2. You Have to Become a Teacher
Our stupid, archaic school schedule costs our kids about one month of schooling per year because students
forget things they learn over the summer. That’s what happens when you pretend all your kids are still needed to farm crops three months out of the year and that air conditioning doesn’t exist, but then again, our state pretends
slavery wasn’t the driving cause of the Civil War in our textbooks, so my surprise is a little naive and I hope slightly adorable.
Eager to avoid this loss of valuable learning, my wife and I opted to keep our daughter occupied with
Scholastic Summer Express workbooks that are supposed to help bridge the gap between grades. Mostly it’s simple activities like identifying tenses, doing basic arithmetic, and story comprehension. It rarely takes up more than a half hour each day, but it does require a fair amount of guided learning that frankly I’m not all that well trained to do. Guiding her over learning humps takes patience and trust, and it leaves me eternally more respectful for her teachers who do this every day with nearly 30 kids.
1. It Makes You Sad
Having a child is like being a time traveler who is really, really bad at time travel. Days last for weeks and months last for minutes. You spend hours trying to find a quiet space to work around the jabbering bundle of cartwheels that is your offspring, only to realize the whole day is gone and you missed both being productive and being a summer playmate.
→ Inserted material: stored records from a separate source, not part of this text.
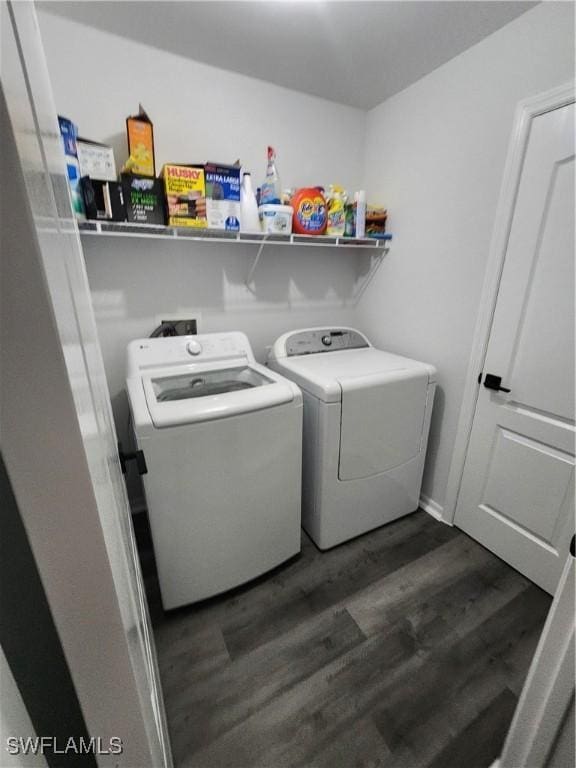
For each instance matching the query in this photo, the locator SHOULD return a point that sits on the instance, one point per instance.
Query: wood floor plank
(381, 603)
(359, 746)
(241, 689)
(486, 732)
(340, 574)
(187, 656)
(457, 678)
(386, 651)
(295, 726)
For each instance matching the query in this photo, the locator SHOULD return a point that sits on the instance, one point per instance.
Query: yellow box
(140, 145)
(185, 191)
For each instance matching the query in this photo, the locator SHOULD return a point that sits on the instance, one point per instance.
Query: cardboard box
(103, 200)
(185, 195)
(69, 134)
(96, 160)
(144, 199)
(140, 145)
(222, 196)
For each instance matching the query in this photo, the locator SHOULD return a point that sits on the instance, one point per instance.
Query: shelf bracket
(252, 269)
(376, 262)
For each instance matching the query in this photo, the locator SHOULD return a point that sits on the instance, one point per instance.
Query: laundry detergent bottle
(336, 215)
(249, 219)
(271, 190)
(309, 206)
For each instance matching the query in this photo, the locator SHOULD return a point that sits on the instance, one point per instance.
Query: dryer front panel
(382, 423)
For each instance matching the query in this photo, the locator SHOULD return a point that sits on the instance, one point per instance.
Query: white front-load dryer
(366, 422)
(222, 439)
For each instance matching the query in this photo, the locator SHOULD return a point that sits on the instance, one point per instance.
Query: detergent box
(185, 193)
(69, 134)
(140, 145)
(144, 198)
(222, 196)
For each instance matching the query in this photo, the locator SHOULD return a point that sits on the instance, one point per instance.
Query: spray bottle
(271, 191)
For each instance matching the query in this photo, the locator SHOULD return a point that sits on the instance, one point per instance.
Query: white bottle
(249, 219)
(360, 198)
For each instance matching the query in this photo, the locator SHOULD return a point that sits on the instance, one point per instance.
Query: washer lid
(326, 376)
(176, 396)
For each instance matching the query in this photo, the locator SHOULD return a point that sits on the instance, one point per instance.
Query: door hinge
(137, 456)
(493, 382)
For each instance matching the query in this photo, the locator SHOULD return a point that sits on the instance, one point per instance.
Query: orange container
(309, 206)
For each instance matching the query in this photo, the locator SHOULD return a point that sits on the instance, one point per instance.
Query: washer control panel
(193, 347)
(324, 340)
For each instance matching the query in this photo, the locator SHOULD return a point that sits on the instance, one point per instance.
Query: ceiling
(352, 52)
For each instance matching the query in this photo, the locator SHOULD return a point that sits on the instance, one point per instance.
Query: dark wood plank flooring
(406, 647)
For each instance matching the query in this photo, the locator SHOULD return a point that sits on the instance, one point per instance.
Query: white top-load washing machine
(366, 422)
(222, 439)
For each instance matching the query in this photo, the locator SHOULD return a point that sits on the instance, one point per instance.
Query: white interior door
(517, 491)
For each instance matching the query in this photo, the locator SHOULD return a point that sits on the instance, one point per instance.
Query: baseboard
(433, 508)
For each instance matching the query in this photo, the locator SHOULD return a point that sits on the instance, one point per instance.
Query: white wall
(202, 113)
(435, 156)
(15, 721)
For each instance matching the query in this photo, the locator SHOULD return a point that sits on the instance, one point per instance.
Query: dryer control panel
(317, 340)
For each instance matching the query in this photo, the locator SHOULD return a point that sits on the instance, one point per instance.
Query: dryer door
(382, 421)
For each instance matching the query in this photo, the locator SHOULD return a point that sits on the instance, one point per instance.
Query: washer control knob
(193, 347)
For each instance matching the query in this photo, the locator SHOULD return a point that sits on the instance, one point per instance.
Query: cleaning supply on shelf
(376, 221)
(249, 219)
(140, 133)
(271, 191)
(222, 196)
(144, 199)
(360, 200)
(276, 219)
(96, 160)
(309, 206)
(335, 214)
(185, 192)
(69, 134)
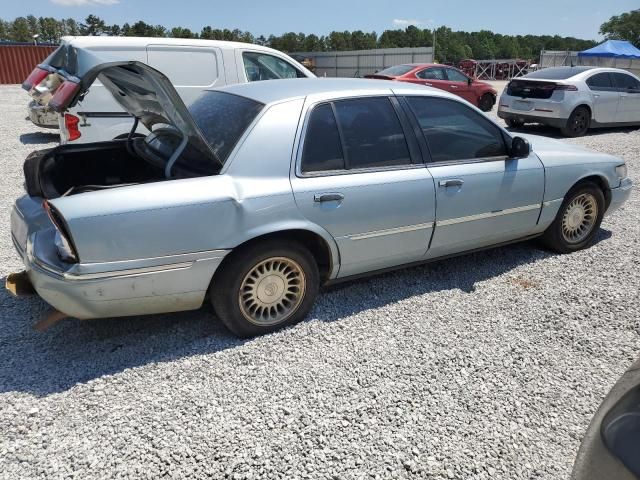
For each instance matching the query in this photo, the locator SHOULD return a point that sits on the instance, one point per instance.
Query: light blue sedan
(260, 193)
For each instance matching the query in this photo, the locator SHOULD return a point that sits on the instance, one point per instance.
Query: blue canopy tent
(612, 49)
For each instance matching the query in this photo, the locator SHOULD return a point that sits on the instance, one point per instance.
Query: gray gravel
(485, 366)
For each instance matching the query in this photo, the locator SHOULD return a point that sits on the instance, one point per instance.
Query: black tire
(514, 123)
(555, 239)
(578, 123)
(486, 103)
(234, 272)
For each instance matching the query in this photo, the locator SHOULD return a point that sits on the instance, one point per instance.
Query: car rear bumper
(620, 195)
(112, 289)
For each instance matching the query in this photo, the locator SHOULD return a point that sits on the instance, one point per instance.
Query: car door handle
(328, 197)
(453, 182)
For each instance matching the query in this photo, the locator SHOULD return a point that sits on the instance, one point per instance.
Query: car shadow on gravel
(75, 351)
(545, 131)
(39, 138)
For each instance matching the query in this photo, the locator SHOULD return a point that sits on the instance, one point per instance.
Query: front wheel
(486, 102)
(578, 123)
(264, 287)
(577, 221)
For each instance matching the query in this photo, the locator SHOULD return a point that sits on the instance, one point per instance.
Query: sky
(577, 18)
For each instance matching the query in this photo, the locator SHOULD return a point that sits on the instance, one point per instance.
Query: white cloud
(84, 3)
(405, 22)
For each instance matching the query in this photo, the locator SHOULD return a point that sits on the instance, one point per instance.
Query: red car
(481, 94)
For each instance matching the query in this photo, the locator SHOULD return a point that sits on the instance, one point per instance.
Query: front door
(482, 196)
(604, 96)
(629, 105)
(362, 179)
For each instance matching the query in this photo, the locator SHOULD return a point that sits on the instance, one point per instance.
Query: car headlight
(65, 252)
(621, 171)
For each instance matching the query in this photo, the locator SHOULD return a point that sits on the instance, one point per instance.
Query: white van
(191, 65)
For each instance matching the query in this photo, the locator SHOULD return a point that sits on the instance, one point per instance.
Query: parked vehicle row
(444, 77)
(573, 99)
(191, 65)
(261, 192)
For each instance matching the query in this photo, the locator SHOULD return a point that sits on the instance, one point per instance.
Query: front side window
(262, 66)
(456, 132)
(354, 134)
(432, 74)
(600, 81)
(625, 82)
(456, 76)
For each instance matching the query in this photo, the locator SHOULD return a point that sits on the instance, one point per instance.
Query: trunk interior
(73, 169)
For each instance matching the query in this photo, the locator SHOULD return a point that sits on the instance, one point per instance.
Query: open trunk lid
(142, 91)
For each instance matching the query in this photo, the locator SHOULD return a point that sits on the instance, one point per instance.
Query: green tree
(623, 27)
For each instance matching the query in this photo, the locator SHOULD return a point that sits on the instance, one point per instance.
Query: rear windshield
(223, 118)
(557, 73)
(397, 70)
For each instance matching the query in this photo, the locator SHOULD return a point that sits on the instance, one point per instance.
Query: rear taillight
(71, 126)
(35, 77)
(65, 93)
(566, 88)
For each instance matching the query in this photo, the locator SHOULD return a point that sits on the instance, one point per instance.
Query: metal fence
(555, 58)
(357, 63)
(17, 61)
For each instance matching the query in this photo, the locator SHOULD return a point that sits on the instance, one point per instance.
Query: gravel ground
(485, 366)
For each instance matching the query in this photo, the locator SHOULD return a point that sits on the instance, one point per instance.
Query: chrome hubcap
(579, 218)
(272, 291)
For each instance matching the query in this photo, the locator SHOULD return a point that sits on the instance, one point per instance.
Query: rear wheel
(514, 123)
(578, 123)
(264, 287)
(578, 219)
(486, 102)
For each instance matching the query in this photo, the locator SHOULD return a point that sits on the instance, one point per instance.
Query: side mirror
(520, 148)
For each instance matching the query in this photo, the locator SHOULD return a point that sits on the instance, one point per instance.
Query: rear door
(360, 176)
(605, 97)
(483, 197)
(629, 105)
(459, 84)
(190, 69)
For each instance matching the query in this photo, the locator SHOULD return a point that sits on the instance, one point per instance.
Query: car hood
(142, 91)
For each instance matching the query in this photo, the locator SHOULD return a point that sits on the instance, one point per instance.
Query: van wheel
(578, 123)
(577, 221)
(264, 287)
(486, 102)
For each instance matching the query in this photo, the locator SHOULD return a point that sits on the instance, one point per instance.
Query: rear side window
(322, 148)
(456, 132)
(600, 81)
(354, 134)
(432, 74)
(262, 66)
(223, 118)
(625, 82)
(456, 76)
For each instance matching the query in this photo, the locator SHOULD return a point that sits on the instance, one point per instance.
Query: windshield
(396, 71)
(557, 73)
(223, 118)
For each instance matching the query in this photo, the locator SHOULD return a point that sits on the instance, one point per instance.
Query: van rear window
(223, 118)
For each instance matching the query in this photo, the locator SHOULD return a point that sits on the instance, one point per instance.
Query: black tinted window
(322, 149)
(625, 82)
(223, 118)
(432, 74)
(456, 132)
(557, 73)
(600, 81)
(372, 133)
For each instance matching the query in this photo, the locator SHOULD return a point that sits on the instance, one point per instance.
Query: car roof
(272, 91)
(105, 41)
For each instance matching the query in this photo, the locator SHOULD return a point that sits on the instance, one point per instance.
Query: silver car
(260, 193)
(573, 99)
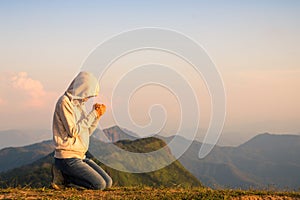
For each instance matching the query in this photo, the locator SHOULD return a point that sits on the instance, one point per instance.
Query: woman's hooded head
(84, 85)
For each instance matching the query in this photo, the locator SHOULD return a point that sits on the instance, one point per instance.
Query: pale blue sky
(255, 45)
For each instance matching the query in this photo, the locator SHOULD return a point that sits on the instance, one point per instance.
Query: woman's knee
(99, 185)
(109, 182)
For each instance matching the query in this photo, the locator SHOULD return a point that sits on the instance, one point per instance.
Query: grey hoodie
(72, 125)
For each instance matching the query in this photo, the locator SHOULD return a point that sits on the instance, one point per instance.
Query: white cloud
(30, 87)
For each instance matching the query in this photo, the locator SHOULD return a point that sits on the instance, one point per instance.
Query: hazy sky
(254, 43)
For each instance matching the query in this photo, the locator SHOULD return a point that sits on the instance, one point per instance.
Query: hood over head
(84, 85)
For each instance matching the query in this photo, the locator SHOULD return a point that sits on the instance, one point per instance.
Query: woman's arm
(72, 127)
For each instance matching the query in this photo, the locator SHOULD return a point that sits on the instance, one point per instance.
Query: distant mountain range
(265, 161)
(17, 138)
(37, 174)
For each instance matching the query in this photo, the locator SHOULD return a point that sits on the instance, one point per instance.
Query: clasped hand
(100, 108)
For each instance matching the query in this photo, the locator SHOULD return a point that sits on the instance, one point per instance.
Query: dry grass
(144, 193)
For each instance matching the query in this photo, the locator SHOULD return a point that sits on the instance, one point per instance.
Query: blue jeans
(84, 172)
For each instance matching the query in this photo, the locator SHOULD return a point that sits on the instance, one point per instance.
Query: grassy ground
(143, 193)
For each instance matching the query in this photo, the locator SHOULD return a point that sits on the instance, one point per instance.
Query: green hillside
(38, 173)
(13, 157)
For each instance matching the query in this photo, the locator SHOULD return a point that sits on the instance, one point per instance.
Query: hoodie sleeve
(72, 127)
(94, 125)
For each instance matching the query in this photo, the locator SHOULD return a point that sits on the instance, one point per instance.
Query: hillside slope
(12, 157)
(38, 173)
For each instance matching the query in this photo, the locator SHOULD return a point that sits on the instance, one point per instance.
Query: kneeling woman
(72, 127)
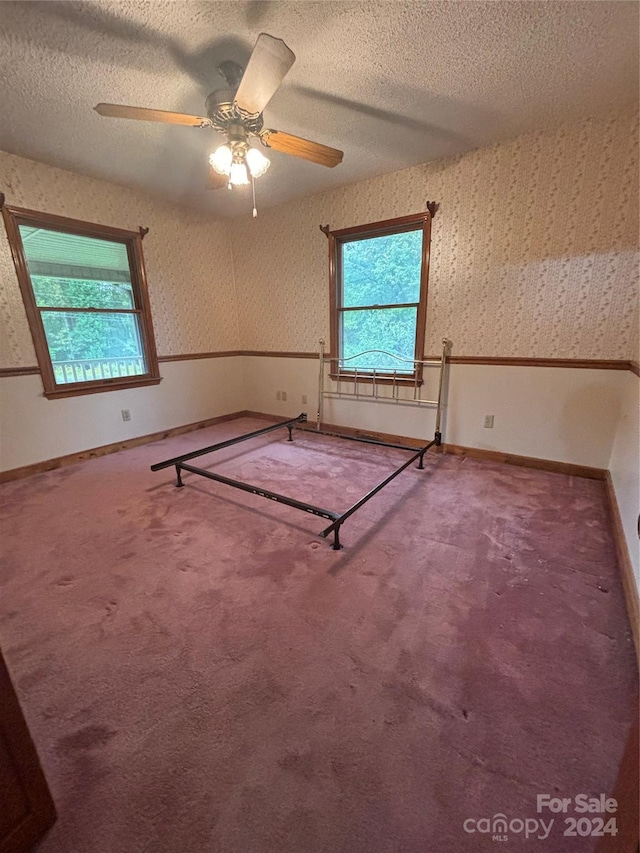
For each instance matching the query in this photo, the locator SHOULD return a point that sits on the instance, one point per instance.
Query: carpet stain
(86, 738)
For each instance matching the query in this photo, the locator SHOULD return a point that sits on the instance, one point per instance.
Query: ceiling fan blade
(142, 114)
(268, 64)
(216, 181)
(298, 147)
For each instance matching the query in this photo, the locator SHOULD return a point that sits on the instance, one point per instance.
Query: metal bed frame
(352, 378)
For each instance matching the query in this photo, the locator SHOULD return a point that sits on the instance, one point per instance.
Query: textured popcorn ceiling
(393, 84)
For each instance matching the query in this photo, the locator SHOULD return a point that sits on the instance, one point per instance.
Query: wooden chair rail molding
(592, 364)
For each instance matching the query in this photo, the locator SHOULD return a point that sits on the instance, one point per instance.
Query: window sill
(381, 379)
(75, 390)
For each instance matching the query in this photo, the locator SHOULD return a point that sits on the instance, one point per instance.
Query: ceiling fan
(236, 112)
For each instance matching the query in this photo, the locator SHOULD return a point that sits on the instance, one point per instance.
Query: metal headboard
(348, 383)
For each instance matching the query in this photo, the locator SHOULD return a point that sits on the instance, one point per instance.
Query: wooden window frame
(16, 216)
(414, 222)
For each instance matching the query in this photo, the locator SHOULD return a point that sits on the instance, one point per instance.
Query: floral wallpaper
(534, 250)
(187, 256)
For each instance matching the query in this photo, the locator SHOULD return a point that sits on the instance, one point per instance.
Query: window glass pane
(68, 270)
(85, 347)
(382, 270)
(391, 329)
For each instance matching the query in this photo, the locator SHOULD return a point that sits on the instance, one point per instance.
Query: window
(378, 277)
(85, 295)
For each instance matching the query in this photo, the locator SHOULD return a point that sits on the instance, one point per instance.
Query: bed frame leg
(336, 539)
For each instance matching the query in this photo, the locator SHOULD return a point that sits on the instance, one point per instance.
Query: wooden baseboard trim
(105, 449)
(458, 450)
(625, 567)
(526, 461)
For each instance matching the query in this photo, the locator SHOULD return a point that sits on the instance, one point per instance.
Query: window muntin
(86, 300)
(379, 293)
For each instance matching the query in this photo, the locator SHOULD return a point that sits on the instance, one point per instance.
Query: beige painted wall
(33, 429)
(565, 414)
(187, 255)
(534, 248)
(194, 308)
(625, 466)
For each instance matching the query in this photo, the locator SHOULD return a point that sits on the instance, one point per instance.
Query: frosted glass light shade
(221, 159)
(238, 174)
(257, 162)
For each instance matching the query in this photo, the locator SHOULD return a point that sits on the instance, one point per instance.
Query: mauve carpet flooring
(202, 674)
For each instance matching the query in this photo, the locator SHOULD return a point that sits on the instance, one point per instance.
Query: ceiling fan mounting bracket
(223, 112)
(231, 73)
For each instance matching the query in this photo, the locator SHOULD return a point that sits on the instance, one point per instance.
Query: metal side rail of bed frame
(337, 518)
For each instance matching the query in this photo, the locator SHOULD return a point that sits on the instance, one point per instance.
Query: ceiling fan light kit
(236, 112)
All year long, my daughter has asked me if we can do a lemonade stand and I told her of course. What’s it going to take? Forty dollars worth of supplies, a few tables and signs, and you’re done. Yet I’ve put it off time and time again. It’s too hot today, honey. Money’s tight this week, sweetheart. Daddy has a story on deadline right now. We’ll do it soon. It’s always going to be soon.
Soon her first summer vacation will be over, the first of only 11 or so she’ll ever really have. I mean everything I said above about summer, but I can’t help feeling sometimes the only thing I accomplish during it is to scam myself out of her childhood somehow.